En revanche, du côté de la protection contre les maladies, renoncer à un traitement fongicide lors d’une infection au stade de l’épiaison « contredirait ma conception de l’agriculture ». Il se positionne à l’intersection de l’agriculture conventionnelle classique et de la bio : « Peut-être que nous, en agriculture régénératrice, pourrons créer un pont entre ces deux camps. » Pour l’heure, la priorité est de continuer à développer un système durable, qui capte le carbone et conserve l’humidité du sol.
Stocker l’eau
En Espagne, Manuel Urquiza, agriculteur et ingénieur agronome, conseille les exploitations sur le thème de l’agriculture régénératrice pour le compte de l’association Alvelal. Même pour lui, difficile de définir l’AR, reconnaît-il. L’approche se veut holistique, « une agriculture contribuant à améliorer la qualité de l’alimentation, tout en préservant et en bonifiant les sols et le paysage. » Et de souligner : « Elle doit aussi dégager de la rentabilité. »
Manuel Urquiza plante des haies et met en œuvre des mesures de rétention des eaux pluviales.
Espagne
Le travail du sol est là encore minimal et très superficiel, avec différents types de déchaumeurs. Pour optimiser la population de microorganismes bénéfiques et apporter de la MO, un compost de grignons d’olives et de fumier est épandu aussi frais que possible. Ici, sur les hauts plateaux de Grenade, les princi-pales cultures sont des fruits à coque et des vignes. Pour ces espèces pérennes, le couvert végétal, semé ou sauvage, n’a pas moins d’importance. « L’objectif est de maximiser le couvert permanent », même si du fait des étés torrides, il est appelé à disparaître durant les mois les plus secs. Il est fauché aux périodes clés pour tirer le maximum des résidus.

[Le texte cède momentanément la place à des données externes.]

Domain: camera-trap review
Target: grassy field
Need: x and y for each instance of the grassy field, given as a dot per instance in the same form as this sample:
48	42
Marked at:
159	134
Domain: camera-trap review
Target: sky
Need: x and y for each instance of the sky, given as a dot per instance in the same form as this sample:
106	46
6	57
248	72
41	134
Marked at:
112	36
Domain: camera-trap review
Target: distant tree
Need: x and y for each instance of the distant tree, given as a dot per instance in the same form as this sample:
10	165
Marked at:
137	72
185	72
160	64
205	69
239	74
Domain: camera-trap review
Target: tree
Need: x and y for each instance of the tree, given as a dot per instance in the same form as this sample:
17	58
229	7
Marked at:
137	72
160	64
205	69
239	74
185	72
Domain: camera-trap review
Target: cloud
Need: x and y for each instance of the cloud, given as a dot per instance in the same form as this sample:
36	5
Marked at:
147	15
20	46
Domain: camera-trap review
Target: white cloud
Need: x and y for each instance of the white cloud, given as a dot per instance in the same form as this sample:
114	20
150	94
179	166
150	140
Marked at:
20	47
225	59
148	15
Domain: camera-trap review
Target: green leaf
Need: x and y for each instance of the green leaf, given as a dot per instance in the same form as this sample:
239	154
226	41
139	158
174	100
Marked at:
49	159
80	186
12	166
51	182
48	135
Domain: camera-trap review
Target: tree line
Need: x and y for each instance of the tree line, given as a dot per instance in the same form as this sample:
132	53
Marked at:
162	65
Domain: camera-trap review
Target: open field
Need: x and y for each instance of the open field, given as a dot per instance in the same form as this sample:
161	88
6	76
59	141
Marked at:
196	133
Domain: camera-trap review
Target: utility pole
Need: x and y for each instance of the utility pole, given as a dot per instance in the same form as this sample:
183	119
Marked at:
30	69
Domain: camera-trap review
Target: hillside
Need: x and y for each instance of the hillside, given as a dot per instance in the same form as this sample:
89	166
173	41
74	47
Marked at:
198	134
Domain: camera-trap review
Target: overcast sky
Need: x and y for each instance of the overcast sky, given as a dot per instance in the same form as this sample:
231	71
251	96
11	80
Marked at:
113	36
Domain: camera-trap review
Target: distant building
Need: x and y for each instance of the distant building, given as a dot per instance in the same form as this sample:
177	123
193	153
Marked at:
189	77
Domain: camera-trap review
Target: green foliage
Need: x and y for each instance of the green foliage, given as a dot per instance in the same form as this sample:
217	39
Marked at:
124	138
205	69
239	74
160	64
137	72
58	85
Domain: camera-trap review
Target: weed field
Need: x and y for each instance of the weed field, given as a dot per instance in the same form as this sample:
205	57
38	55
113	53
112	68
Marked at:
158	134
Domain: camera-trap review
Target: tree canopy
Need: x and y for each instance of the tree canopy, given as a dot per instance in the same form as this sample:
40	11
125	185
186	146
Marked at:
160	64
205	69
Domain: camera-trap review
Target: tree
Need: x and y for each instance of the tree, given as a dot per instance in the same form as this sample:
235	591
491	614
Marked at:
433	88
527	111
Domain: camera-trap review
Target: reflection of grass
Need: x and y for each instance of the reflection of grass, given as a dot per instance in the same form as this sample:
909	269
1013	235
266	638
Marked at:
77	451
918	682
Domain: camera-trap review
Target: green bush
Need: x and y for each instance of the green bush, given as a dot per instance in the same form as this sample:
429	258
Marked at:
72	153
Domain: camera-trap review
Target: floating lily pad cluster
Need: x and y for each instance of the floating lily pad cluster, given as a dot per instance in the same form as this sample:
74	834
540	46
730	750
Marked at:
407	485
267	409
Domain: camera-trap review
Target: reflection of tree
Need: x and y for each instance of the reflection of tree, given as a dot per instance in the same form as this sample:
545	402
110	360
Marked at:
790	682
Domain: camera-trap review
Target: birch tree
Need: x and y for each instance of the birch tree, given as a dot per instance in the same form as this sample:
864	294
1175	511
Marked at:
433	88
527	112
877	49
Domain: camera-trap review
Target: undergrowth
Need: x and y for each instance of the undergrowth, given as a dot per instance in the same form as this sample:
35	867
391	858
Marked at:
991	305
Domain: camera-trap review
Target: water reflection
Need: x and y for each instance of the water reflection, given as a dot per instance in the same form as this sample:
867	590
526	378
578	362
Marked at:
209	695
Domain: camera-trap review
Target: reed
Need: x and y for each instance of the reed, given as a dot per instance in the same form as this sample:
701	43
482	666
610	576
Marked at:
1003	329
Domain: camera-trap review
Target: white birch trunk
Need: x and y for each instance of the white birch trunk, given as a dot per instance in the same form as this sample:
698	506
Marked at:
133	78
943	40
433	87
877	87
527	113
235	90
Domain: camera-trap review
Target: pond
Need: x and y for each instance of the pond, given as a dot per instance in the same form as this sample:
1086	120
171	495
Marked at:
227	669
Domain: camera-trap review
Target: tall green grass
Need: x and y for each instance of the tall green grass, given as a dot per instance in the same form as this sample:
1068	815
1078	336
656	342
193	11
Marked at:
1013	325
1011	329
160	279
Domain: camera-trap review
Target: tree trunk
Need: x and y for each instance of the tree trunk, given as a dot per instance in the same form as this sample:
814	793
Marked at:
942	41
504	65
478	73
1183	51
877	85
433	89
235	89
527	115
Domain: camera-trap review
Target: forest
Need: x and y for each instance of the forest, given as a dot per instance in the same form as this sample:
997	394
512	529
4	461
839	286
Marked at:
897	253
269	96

Manuel, lui aussi, voit l’AR à la convergence du conventionnel et du biologique. En témoigne l’attention accordée à la biodiversité, qui est une conséquence positive mais aussi un outil : pollinisation, faune auxiliaire qui consomme les organismes nuisibles. Le projet promeut la plantation de haies, constituées de fenouil, romarin et lavande. Une étude de l’université d’Almería montre que cette biodiversité, supérieure de 34,6 % dans ces exploitations en AR, impactait à la baisse l’incidence des parasites et des maladies.

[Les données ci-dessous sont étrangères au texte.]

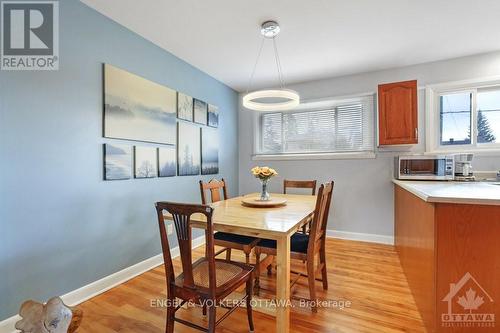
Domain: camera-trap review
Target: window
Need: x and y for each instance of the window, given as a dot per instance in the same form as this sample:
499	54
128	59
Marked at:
319	127
463	117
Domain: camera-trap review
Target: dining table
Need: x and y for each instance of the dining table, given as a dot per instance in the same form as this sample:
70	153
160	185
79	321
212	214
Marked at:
277	223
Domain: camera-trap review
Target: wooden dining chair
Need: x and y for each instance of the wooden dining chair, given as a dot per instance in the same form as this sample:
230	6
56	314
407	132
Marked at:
306	247
302	184
226	240
207	281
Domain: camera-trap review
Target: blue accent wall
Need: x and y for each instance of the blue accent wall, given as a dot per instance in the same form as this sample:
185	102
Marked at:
61	225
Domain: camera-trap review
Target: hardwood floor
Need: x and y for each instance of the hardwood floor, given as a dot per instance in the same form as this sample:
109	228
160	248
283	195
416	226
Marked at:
368	275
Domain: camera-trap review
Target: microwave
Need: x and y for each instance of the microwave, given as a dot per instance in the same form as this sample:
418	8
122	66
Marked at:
424	167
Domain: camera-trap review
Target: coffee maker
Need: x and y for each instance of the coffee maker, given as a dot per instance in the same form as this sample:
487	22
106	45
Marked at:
463	167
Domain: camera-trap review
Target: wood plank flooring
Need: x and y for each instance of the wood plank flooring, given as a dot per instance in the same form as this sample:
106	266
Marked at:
368	275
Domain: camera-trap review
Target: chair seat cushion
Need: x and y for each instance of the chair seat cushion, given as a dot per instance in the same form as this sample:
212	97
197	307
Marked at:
299	243
234	238
226	272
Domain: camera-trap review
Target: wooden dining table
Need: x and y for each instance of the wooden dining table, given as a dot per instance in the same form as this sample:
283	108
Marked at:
277	223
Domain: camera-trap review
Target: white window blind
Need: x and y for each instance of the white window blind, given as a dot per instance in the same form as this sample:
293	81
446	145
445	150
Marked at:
339	127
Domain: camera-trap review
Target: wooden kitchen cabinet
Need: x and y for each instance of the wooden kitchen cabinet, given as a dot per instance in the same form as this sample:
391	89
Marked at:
450	254
398	113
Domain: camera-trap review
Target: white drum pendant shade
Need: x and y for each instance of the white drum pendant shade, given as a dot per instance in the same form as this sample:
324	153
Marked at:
271	99
292	100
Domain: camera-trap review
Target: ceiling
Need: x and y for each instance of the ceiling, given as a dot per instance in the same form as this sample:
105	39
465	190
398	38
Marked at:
319	38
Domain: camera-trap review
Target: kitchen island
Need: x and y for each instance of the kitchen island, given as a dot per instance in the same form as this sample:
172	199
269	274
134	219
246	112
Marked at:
447	235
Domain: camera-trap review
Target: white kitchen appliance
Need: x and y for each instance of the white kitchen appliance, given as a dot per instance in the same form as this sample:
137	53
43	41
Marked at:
463	167
424	167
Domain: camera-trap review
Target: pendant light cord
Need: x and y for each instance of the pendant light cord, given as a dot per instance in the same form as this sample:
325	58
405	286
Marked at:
278	64
277	60
255	65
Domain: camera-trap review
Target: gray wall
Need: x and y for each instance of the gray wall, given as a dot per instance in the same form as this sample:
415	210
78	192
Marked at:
61	226
363	200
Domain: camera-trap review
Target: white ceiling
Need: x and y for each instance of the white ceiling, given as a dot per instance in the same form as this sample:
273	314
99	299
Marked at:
319	38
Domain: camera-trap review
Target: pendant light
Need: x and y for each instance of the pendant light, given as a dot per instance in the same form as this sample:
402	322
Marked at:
272	99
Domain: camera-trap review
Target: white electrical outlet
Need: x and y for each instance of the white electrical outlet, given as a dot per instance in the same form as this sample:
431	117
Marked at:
170	228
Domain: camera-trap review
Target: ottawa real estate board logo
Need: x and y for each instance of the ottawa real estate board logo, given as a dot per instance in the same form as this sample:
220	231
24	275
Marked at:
30	35
469	305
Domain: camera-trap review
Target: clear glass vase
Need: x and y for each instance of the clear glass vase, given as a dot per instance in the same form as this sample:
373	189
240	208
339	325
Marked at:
264	195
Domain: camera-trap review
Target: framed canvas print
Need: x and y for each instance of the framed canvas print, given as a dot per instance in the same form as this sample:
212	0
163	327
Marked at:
137	109
209	151
145	162
184	107
200	112
117	161
188	149
167	166
213	116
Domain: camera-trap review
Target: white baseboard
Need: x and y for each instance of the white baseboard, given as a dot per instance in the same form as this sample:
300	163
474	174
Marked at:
100	286
356	236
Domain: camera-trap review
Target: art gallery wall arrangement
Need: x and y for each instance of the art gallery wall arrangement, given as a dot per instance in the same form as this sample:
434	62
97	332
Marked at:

Récolte d’amandes « régénératrices »
l’amélioration du profil nutritionnel laisse présager des perspectives intéressantes pour le secteur agroalimentaire.

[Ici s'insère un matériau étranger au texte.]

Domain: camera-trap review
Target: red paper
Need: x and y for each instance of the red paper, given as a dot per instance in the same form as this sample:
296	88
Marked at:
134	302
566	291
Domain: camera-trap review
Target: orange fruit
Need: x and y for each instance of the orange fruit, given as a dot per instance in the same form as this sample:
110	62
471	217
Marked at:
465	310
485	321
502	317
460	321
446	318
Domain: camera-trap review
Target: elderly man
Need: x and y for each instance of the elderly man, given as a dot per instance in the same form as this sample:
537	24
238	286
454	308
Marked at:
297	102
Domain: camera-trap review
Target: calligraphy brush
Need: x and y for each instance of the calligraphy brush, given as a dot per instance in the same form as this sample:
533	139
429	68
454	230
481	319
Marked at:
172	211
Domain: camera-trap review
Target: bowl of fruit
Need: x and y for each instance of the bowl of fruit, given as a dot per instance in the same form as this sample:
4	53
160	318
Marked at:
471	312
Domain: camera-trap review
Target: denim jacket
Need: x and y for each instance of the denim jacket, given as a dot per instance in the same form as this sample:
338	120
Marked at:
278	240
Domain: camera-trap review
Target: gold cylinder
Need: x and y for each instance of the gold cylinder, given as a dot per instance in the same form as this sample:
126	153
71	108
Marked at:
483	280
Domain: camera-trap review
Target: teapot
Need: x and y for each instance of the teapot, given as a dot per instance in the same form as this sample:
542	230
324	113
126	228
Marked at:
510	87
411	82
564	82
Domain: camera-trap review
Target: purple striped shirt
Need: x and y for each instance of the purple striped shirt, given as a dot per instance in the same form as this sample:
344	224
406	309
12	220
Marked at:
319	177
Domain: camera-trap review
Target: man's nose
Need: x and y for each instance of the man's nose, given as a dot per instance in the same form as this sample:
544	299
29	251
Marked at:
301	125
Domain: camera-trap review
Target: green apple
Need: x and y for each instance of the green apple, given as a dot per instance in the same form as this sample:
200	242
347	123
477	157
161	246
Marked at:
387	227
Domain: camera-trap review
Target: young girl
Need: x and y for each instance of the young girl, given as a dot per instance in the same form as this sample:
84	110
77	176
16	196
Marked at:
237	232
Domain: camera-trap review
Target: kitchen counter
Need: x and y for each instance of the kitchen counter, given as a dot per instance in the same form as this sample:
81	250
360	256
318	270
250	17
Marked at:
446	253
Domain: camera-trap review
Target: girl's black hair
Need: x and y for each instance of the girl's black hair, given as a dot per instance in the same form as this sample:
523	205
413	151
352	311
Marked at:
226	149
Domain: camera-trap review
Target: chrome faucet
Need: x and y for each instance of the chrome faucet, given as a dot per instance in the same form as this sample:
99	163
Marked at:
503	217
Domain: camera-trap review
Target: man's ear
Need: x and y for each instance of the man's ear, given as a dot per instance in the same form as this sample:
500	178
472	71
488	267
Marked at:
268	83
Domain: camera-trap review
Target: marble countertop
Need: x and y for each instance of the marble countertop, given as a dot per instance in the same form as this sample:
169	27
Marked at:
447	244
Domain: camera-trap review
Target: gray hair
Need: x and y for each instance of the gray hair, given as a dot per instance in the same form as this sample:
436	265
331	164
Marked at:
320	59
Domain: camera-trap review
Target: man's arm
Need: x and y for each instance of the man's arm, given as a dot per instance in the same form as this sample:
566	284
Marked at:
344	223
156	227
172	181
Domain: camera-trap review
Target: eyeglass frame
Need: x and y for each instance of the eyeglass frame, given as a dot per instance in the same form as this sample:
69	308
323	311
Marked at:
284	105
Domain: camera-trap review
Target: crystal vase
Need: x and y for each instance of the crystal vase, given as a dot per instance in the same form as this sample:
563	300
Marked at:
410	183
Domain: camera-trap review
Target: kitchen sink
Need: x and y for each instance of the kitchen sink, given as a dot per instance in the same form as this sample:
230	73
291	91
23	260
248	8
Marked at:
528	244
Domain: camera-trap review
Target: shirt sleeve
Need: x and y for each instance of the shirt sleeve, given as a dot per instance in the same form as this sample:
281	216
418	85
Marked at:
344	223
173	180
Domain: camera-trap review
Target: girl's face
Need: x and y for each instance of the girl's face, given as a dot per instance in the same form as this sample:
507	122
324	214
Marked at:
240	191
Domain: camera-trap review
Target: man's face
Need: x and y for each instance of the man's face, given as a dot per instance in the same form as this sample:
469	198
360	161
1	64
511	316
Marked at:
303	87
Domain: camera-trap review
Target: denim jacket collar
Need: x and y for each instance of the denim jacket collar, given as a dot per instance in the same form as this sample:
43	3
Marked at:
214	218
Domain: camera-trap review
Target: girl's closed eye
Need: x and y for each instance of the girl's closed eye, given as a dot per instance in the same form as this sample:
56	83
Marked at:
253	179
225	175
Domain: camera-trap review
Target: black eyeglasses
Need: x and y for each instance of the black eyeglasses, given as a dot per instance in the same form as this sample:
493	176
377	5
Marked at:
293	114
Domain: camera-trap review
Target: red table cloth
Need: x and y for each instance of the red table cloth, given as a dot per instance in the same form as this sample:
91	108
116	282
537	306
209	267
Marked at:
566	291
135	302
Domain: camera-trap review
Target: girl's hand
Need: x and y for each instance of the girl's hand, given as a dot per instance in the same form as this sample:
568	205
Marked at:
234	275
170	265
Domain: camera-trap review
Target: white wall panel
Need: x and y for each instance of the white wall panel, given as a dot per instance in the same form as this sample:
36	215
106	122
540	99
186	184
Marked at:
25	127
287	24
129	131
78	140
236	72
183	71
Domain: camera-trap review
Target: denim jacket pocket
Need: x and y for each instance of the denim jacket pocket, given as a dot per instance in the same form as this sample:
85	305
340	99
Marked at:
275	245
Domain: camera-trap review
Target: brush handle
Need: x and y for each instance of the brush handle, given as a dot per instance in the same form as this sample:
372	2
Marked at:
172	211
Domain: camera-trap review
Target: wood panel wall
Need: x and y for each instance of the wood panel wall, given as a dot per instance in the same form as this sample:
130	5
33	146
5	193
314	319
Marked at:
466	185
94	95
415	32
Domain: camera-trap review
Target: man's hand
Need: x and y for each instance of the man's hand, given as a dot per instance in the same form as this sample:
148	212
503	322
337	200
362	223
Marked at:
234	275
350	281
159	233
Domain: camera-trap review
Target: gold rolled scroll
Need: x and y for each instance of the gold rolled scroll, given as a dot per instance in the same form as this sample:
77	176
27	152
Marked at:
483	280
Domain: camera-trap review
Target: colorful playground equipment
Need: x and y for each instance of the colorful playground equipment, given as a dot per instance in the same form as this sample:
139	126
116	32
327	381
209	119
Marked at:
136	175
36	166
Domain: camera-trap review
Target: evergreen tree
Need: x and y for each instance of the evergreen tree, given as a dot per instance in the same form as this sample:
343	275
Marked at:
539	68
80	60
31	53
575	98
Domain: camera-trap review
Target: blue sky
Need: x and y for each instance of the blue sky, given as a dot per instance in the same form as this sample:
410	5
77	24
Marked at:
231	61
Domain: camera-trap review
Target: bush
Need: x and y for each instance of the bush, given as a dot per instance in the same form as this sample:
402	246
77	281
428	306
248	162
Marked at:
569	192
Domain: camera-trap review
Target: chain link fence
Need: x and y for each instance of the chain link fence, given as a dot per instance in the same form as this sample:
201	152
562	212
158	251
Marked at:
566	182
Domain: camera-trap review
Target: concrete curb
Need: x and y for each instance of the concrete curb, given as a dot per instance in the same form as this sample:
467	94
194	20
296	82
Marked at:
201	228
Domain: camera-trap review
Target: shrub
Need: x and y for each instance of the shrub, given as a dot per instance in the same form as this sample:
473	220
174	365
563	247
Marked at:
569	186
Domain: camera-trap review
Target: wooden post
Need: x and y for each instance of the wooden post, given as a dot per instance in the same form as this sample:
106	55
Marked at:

Mais le problème majeur de cette partie de l’Europe du Sud, c’est bien sûr la pénurie chronique en eau : 250 mm dans la région, souvent concentrés sur quelques semaines à peine. Le projet focalise ses efforts sur la préservation de l’eau pluviale, en bassins ou dans les sols. Des tranchées d’infiltration, des bordures de rétention d’eau et des mares sont créées. « Les méthodes doivent être adaptées aux ressources économiques de l’exploitation. Sur les grandes structures, nous créons des retenues et des terrasses. »
Reste un aspect parfois mis en avant comme un des bénéfices de l’AR : le profil nutritionnel des produits. Manuel n’en doute pas. « L’analyse démontre que l’enrichissement du contenu microbien augmente à la fois les polyphénols des raisins et les composés bioactifs dans les amandes. » Ce qui laisse espérer une valorisation intéressante. Au-delà des économies d’intrants et du gain de résilience, celle-ci sera nécessaire pour financer la montée en puissance promise par l’industrie.